Wildcard refresh through InfoPipe

Related ticket(s):

Problem statement

The InfoPipe responder adds a listing capability to the frontend code, allowing the user to list users matching a very simple filter. To implement the back end part of this feature properly, we need to add the possibility to retrieve multiple, but not all entries with a single DP request.

For details of the InfoPipe API, please see the DBus responder design page.

Use cases

A web application, using the InfoPipe interface requests all users starting with the letter ‘a’ so the users can be displayed in the application UI on a single page. The SSSD must fetch and return all matching user entries, but without requiring enumeration, which would pull down too many users.

Overview of the solution

Currently, the input that Data Provider receives can only be a single user or group name. Wildcards are not supported at all, the back end actively sanitizes the input to escape any characters that have a special meaning in LDAP. Therefore, we need to add functionality to the Data Provider to mark the request as a wildcard.

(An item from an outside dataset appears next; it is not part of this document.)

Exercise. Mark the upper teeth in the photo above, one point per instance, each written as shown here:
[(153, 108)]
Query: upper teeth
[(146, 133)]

Only requests by name will support wildcards, not i.e. requests by SID, mostly because there would be no consumer of this functionality. Technically we could allow wildcard searches on any attribute with the same code, though. Also, only requests for users and groups will support wildcards.

When the wildcard request is received by the back end, sanitization will be done, but modified in order to avoid escaping the wildcard. After the request finishes, a search-and-delete operation must be run in order to remove entries that matched the wildcard search previously but were removed from the server.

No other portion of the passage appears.